From the top I headed north, crossing the Causse de Blandas, a section of flat, fast riding. I had expected a climb up to another col today, but imagined it later in the day, not this early and not on this road. But I was gradually and steadily climbing … and reached the Col de Campviel at 754m, which I hadn’t counted on in today’s ride, and which was an easy climb. After that, the ride down towards the Arre River was beautiful, with great site line and safe grades. The forest had become lush and green, probably oaks and chestnuts. I rode slowly down, a pattern that I kept to throughout the trip. It took me a lot of work, energy and climbing to get up these hills and I intended to savor every moment of the descent, rubbernecking as I went and enjoying the world around me. The mountains here are jumbly, sometimes steep and rugged, but not terribly high. Though I can’t see it, Mont Aigoual, still to the north of me, is the highest in the Cévennes, at 1567 meters. I was beginning to get a sense of the isolation of much of this area in France, which was depopulated after the Revolution, and again after each of the World Wars.

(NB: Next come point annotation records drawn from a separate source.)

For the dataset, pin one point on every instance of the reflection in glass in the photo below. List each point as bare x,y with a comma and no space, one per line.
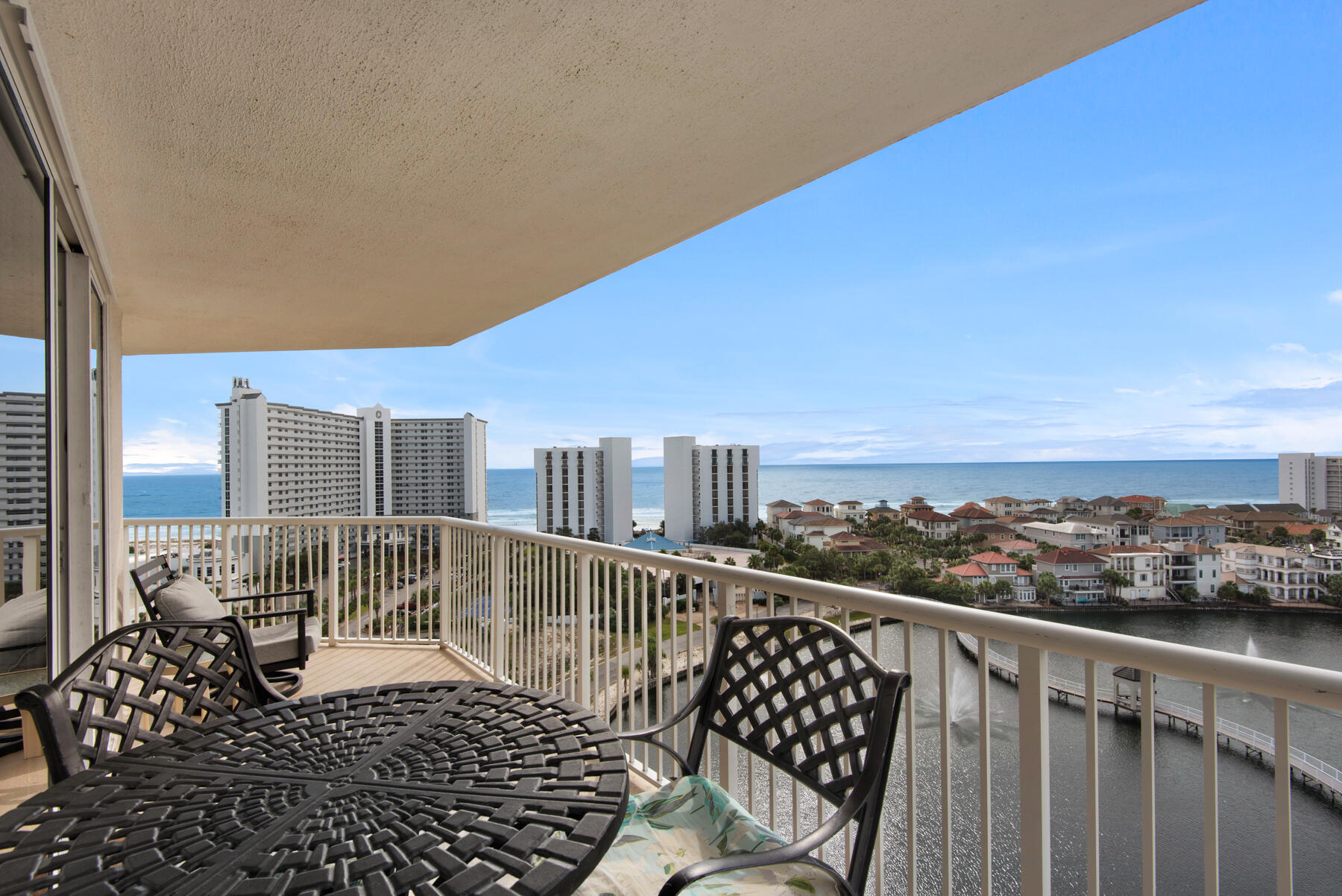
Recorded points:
23,420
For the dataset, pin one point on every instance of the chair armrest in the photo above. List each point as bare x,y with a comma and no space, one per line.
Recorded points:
790,854
268,615
309,592
51,716
798,851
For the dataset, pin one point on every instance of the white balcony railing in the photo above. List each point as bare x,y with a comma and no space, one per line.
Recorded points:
576,617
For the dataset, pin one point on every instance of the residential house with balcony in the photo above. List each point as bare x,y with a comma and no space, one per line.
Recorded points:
1006,506
1070,534
850,510
775,508
1288,573
1149,505
932,523
917,502
1188,528
1080,573
1142,565
1118,529
972,514
1194,565
883,511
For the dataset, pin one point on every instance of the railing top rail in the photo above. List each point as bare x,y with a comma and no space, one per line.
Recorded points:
1256,675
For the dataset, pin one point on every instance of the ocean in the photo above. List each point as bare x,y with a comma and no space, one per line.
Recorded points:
945,486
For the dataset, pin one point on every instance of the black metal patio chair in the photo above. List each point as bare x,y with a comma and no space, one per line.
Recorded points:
281,647
140,684
805,698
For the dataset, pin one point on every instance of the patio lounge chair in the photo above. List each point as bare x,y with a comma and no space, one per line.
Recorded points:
140,684
803,696
168,595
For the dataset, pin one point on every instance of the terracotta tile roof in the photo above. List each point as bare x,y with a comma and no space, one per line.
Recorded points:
1188,520
1070,555
992,557
930,517
988,529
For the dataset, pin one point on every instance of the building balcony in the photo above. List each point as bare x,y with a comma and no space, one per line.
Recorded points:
491,608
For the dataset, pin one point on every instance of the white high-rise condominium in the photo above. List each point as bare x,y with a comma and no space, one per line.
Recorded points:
708,485
282,461
1310,481
23,455
583,488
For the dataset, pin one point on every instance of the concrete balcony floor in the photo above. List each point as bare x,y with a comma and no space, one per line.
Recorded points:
332,669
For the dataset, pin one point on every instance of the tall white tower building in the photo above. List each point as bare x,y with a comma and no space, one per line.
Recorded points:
708,485
23,455
1310,481
283,461
583,488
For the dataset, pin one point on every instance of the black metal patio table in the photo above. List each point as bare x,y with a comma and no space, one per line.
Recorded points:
456,788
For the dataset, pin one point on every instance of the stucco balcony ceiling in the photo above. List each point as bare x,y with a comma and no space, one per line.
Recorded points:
367,174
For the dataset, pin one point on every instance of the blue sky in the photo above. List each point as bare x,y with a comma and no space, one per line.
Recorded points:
1137,256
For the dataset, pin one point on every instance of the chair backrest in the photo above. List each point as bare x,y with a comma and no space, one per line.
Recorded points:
140,684
804,696
149,577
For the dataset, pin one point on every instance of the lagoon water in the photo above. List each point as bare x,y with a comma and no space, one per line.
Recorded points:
1247,821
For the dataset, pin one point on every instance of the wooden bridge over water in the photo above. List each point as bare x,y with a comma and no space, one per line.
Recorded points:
1310,772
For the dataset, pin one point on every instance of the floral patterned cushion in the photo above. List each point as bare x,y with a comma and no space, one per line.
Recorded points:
689,820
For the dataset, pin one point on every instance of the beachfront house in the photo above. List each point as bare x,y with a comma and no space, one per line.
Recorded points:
221,177
775,508
1118,529
1142,567
850,510
972,514
1080,573
1194,567
1189,528
930,523
1004,506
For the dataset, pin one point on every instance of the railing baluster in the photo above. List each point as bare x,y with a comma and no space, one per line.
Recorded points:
1282,781
1211,822
910,768
1147,783
1033,772
1091,781
986,774
944,726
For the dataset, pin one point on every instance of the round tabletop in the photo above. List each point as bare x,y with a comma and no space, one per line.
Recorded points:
462,788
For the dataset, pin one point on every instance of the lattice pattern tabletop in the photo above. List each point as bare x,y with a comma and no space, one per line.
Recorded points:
454,788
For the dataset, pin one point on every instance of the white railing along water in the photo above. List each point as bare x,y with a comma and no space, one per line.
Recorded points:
610,627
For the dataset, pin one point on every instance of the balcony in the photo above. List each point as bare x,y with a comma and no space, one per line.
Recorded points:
570,616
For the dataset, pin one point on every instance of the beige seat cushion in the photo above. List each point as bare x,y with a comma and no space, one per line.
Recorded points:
187,599
689,820
280,643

I reached the D999, and turned west, climbed up and headed towards my first tunnel. It was not long at all, and though dark it was lit; but I put on my headlights (helmet and bike) and my blinking tail light, and rode through without incident. Just past the tunnel in Alzon I stopped at an épicerie; bought ham, yogurt, strawberries and bread, and ate lunch on a nearby bench. Yogurt in France comes in 4-packs, and so any day I ate yogurt I ate a lot of yogurt.
The day's second col, the Col du Barrière (804m), is higher, and a longer climb, than this morning's, or yesterday's, though perhaps not so steep as the climb to Col du Vent; it is worth only a single chevron on my Michelin map. This time of year there were very few cars anywhere, even on this more major road. I followed the lazy switchbacks up, enjoying the glorious views, but I started the climb later in the day and it was hot. I appreciated the shade, crossing back from side to side to take advantage of it. Riding up these long hills, I watched small green butterflies flitting along, much as I sometimes went from side to side, following the shade, and I named my new, green bicyclette "papillon,"French for butterfly. So long as I continued to push the pedals around, my bike continued to take me wherever I wanted to go – however slowly. This climbing thing could become addictive – the landscape gorgeous, and I remembered the excitement of the views and mountain passes from my backpacking days long ago. At the top there was again an information board for hikers, showing hiking routes through the area.